State rejects Point Thomson expansion plan
The Alaska Division of Oil and Gas has denied ExxonMobil’s plan to expand the Point Thomson North Slope gas project because it doesn’t live up to a prior settlement between the state and the company, according to Director Chantal Walsh.
In a detailed six-page letter dated Aug. 29, Walsh wrote to ExxonMobil Alaska Vice President Cory Quarles that the Point Thomson Expansion Project Planning Plan of Development, or POD, is far too vague and offers no commitment that the company will live up to the 2012 Point Thomson Settlement Agreement.
Separate from but related to the Expansion Project POD, the division parsed out and approved the Initial Production System POD despite the company not meeting production expectations of natural gas condensates at Point Thomson because of technical challenges.
ExxonMobil submitted a single Point Thomson POD to the state on June 30, but division officials determined it contained two PODs because the 2012 settlement does not spell out what the company must do with its current infrastructure at the large eastern Slope gas field after this year. The settlement does, however, direct the company to start expanding production at Point Thomson by 2019 under one of several scenarios.
PODs are submitted annually by the unit operator company for every oil and gas unit in the state. They detail the company’s work plan for the coming year. The plans are generally adhered to but not strictly enforced by the state if unforeseen factors, such as changes to a project’s economics from external market forces or technical challenges, arise, Walsh noted.
But in the unique case of Point Thomson, development is prescribed by the settlement, which the Division of Oil and Gas considers to be a contract with the state, meaning its terms must be upheld regardless of extenuating circumstances, according to Walsh.
The Point Thomson Settlement, reached under former Gov.

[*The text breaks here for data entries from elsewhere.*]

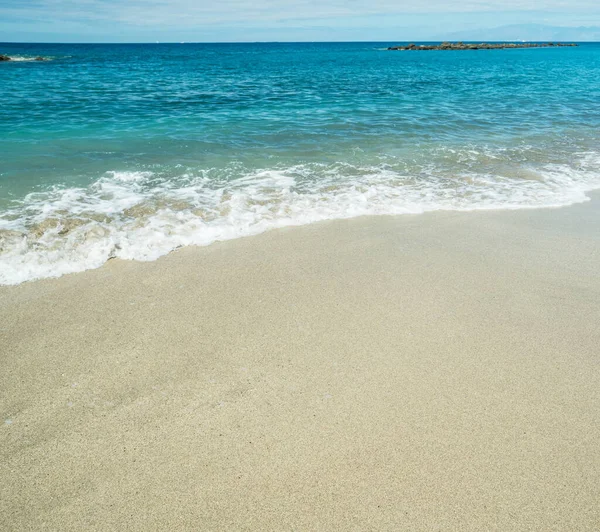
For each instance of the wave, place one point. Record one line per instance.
(143, 215)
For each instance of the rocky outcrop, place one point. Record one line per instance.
(481, 46)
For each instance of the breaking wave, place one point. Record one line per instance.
(144, 215)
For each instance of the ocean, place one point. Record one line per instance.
(132, 151)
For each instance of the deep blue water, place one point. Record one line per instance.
(134, 150)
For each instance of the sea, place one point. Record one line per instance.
(132, 151)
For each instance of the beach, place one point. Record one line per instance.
(420, 372)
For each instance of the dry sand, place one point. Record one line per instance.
(433, 372)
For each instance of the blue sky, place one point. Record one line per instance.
(277, 20)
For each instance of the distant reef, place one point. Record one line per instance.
(482, 46)
(8, 58)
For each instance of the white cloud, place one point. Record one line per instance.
(189, 13)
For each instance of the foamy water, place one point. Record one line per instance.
(132, 151)
(138, 216)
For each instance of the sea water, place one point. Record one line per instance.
(131, 151)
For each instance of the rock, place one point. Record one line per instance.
(483, 46)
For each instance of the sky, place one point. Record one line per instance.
(284, 20)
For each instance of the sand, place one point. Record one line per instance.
(430, 372)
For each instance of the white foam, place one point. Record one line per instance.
(136, 215)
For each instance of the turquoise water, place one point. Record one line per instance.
(134, 150)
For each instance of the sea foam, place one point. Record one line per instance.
(142, 215)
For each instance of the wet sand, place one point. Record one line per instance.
(431, 372)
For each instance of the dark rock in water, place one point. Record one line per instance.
(483, 46)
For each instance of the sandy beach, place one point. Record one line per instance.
(427, 372)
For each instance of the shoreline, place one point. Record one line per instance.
(418, 371)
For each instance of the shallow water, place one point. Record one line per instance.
(133, 150)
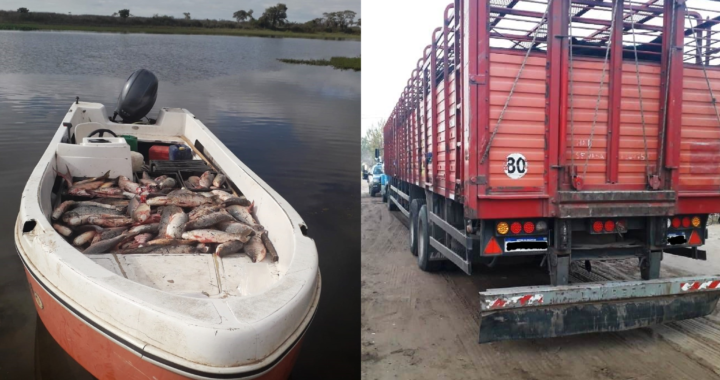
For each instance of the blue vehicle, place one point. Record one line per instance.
(376, 178)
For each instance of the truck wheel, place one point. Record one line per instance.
(414, 210)
(391, 205)
(424, 243)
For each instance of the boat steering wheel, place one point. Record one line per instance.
(101, 132)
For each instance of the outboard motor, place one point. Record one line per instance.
(137, 96)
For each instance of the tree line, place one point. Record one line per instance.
(273, 17)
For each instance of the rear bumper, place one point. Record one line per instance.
(552, 311)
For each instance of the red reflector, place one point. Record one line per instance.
(694, 239)
(609, 226)
(597, 226)
(686, 222)
(676, 222)
(529, 227)
(493, 248)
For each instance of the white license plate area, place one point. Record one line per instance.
(526, 244)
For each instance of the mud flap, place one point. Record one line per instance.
(553, 311)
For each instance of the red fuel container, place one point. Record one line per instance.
(159, 152)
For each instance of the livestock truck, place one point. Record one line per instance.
(569, 130)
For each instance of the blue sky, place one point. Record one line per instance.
(298, 10)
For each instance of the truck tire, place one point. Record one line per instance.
(414, 211)
(391, 205)
(424, 243)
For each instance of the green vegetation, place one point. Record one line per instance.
(272, 23)
(342, 63)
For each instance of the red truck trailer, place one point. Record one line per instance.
(572, 130)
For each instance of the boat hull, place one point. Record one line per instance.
(106, 358)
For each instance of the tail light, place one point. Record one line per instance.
(609, 226)
(529, 227)
(695, 221)
(502, 228)
(686, 222)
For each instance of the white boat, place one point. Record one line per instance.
(167, 316)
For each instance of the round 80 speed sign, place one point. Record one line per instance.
(516, 166)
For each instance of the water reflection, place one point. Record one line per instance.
(297, 127)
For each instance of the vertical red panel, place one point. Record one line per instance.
(615, 96)
(446, 88)
(433, 97)
(558, 18)
(672, 83)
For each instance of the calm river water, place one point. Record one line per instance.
(297, 127)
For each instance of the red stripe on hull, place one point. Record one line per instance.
(104, 358)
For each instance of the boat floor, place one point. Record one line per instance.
(195, 275)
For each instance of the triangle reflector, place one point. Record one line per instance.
(493, 248)
(694, 239)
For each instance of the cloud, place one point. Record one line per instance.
(298, 10)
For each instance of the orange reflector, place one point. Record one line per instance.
(694, 239)
(493, 248)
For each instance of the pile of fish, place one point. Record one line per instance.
(154, 216)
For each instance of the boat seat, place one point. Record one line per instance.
(83, 130)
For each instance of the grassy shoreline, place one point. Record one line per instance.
(180, 30)
(340, 63)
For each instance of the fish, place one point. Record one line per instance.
(158, 201)
(144, 228)
(242, 214)
(66, 176)
(269, 246)
(62, 230)
(219, 180)
(104, 221)
(126, 184)
(176, 225)
(132, 205)
(166, 241)
(144, 238)
(107, 192)
(141, 213)
(229, 247)
(193, 182)
(221, 195)
(109, 233)
(167, 183)
(59, 210)
(213, 236)
(118, 208)
(108, 245)
(159, 249)
(255, 249)
(236, 201)
(234, 227)
(208, 220)
(165, 214)
(113, 201)
(206, 180)
(203, 210)
(80, 216)
(187, 200)
(84, 238)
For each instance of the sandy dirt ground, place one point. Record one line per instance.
(418, 325)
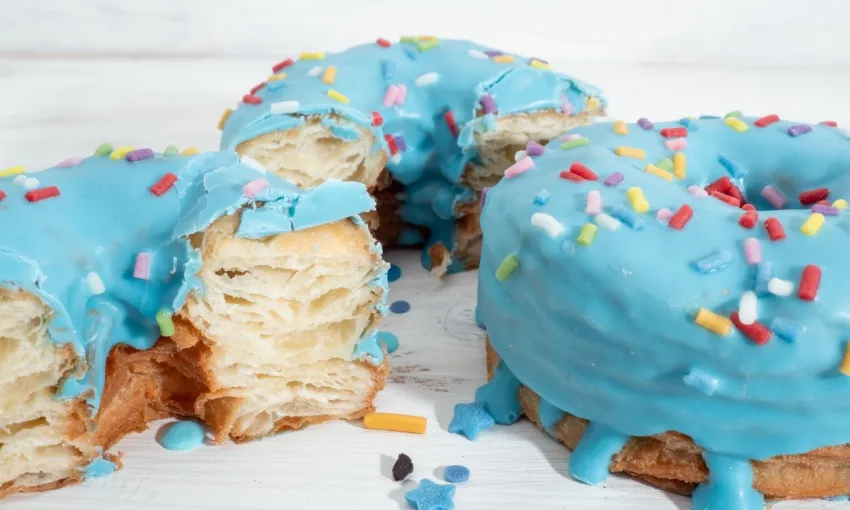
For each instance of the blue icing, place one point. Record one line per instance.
(106, 215)
(613, 326)
(435, 159)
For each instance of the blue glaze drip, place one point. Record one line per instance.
(435, 160)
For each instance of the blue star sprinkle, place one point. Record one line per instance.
(431, 496)
(470, 419)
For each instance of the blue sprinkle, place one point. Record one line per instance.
(542, 197)
(470, 419)
(400, 306)
(388, 339)
(786, 329)
(630, 218)
(714, 262)
(183, 435)
(456, 474)
(394, 273)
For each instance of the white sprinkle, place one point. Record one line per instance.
(552, 226)
(748, 308)
(607, 222)
(253, 163)
(427, 79)
(782, 288)
(283, 107)
(95, 283)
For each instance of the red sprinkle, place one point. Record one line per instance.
(681, 218)
(813, 196)
(252, 99)
(42, 193)
(809, 283)
(758, 333)
(767, 120)
(748, 219)
(734, 202)
(774, 229)
(674, 132)
(281, 65)
(450, 121)
(164, 184)
(583, 172)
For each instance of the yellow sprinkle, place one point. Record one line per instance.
(630, 152)
(679, 165)
(638, 201)
(330, 75)
(503, 59)
(120, 152)
(336, 95)
(395, 422)
(621, 128)
(737, 124)
(713, 322)
(588, 232)
(15, 170)
(658, 172)
(315, 55)
(813, 223)
(224, 117)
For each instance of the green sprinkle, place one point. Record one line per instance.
(572, 144)
(507, 267)
(105, 149)
(166, 325)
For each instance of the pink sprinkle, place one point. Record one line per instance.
(676, 144)
(521, 166)
(774, 196)
(594, 202)
(252, 188)
(143, 266)
(74, 161)
(663, 215)
(752, 251)
(697, 191)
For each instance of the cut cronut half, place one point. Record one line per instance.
(672, 462)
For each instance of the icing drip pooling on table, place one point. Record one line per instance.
(704, 321)
(104, 241)
(423, 99)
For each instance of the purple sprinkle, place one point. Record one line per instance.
(488, 103)
(614, 179)
(826, 210)
(534, 149)
(645, 123)
(139, 154)
(799, 129)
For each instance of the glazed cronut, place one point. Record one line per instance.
(310, 154)
(267, 347)
(671, 461)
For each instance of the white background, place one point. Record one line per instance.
(75, 73)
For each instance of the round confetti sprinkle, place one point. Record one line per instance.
(388, 339)
(394, 273)
(400, 306)
(456, 474)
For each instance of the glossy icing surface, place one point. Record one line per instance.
(607, 331)
(439, 76)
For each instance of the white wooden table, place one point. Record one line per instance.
(54, 108)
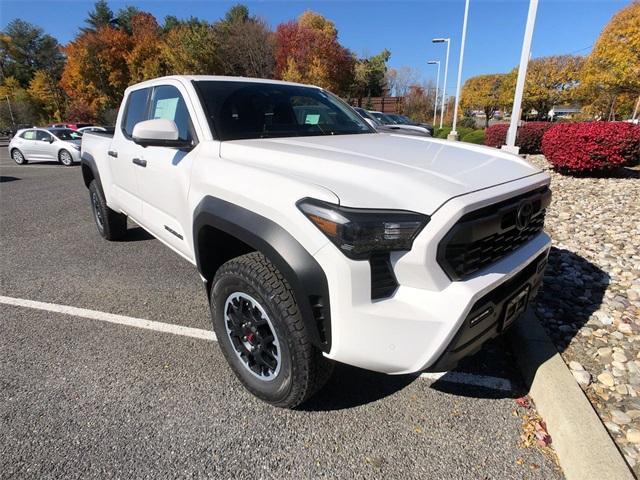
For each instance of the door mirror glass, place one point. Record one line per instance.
(159, 132)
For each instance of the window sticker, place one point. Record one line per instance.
(312, 118)
(166, 108)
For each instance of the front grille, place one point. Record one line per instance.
(482, 237)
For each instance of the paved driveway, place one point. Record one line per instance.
(84, 397)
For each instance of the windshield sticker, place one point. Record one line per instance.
(166, 108)
(312, 119)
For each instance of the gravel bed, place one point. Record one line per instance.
(590, 302)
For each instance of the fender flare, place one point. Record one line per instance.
(87, 161)
(301, 270)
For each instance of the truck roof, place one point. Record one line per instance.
(217, 78)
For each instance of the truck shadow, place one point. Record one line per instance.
(573, 290)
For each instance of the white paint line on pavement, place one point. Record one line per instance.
(494, 383)
(111, 318)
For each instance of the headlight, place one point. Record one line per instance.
(359, 232)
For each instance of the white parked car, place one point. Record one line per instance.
(318, 238)
(46, 144)
(92, 128)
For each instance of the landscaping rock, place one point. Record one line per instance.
(590, 300)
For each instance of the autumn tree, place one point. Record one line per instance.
(101, 16)
(610, 78)
(46, 96)
(550, 81)
(97, 72)
(191, 47)
(144, 61)
(25, 49)
(307, 50)
(370, 75)
(246, 44)
(482, 93)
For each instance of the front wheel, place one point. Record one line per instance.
(17, 157)
(111, 224)
(262, 335)
(65, 158)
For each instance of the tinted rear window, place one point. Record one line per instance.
(136, 110)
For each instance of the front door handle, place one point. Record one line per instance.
(140, 162)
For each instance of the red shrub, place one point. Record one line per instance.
(589, 146)
(528, 138)
(496, 135)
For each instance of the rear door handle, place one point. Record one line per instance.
(140, 162)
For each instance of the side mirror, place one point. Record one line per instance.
(159, 132)
(371, 123)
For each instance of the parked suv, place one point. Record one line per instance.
(38, 144)
(317, 238)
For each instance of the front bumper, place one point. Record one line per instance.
(422, 329)
(493, 313)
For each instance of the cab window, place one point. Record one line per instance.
(167, 102)
(135, 110)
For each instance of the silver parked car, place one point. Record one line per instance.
(32, 144)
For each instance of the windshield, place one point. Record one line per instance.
(245, 110)
(66, 133)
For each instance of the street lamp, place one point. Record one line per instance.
(435, 98)
(454, 134)
(443, 108)
(522, 75)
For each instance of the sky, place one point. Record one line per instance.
(494, 33)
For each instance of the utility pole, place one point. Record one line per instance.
(443, 106)
(454, 134)
(522, 75)
(435, 99)
(13, 122)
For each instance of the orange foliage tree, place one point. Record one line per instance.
(307, 50)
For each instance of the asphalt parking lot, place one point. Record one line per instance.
(87, 398)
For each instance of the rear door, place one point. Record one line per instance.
(28, 145)
(124, 154)
(46, 150)
(165, 175)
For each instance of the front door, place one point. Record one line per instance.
(123, 158)
(165, 173)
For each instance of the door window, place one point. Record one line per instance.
(43, 136)
(135, 110)
(167, 102)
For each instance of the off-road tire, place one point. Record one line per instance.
(64, 154)
(18, 157)
(303, 369)
(111, 225)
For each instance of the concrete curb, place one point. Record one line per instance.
(584, 448)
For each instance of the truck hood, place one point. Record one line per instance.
(383, 170)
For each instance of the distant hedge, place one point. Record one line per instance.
(591, 146)
(528, 138)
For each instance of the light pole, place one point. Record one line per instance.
(522, 75)
(435, 98)
(443, 107)
(454, 134)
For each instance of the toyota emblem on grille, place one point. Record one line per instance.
(523, 216)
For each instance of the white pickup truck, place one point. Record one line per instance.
(319, 239)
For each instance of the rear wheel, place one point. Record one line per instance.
(111, 224)
(262, 335)
(65, 158)
(17, 157)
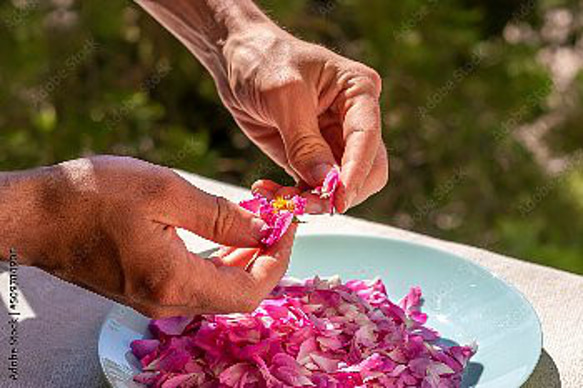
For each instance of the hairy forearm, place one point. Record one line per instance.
(23, 223)
(204, 26)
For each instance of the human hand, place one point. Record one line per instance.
(108, 224)
(308, 109)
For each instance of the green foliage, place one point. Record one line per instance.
(102, 77)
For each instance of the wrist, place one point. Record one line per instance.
(204, 26)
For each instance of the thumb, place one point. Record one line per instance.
(209, 216)
(295, 114)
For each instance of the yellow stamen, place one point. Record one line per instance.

Sean Parnell, ended years of litigation between the state and the company in which the state argued ExxonMobil had not fulfilled its responsibility to develop the leases it held for many years. It also set a course for ExxonMobil to develop Point Thomson and start production by May 2016.
The field was discovered in 1977.
ExxonMobil, which operates Point Thomson, and BP, its primary working interest owner partner, spent roughly $4 billion developing the gas field since 2012. Production started in late April 2016.
Gov. Bill Walker, who’d lost to Parnell in the Republican primary in the 2010 governor’s race, promptly sued the state over the settlement in 2012 on the grounds that the settlement over state assets was reached in private negotiations and was not in the best interest of Alaska residents.
He withdrew his appeal to the Alaska Supreme Court in February 2015 shortly after taking office.
Last year Walker’s administration deemed the Prudhoe Bay Unit POD incomplete until BP, as unit operator, and the state reached an agreement that the company would provide more information on its efforts to further the Alaska LNG Project in future PODs.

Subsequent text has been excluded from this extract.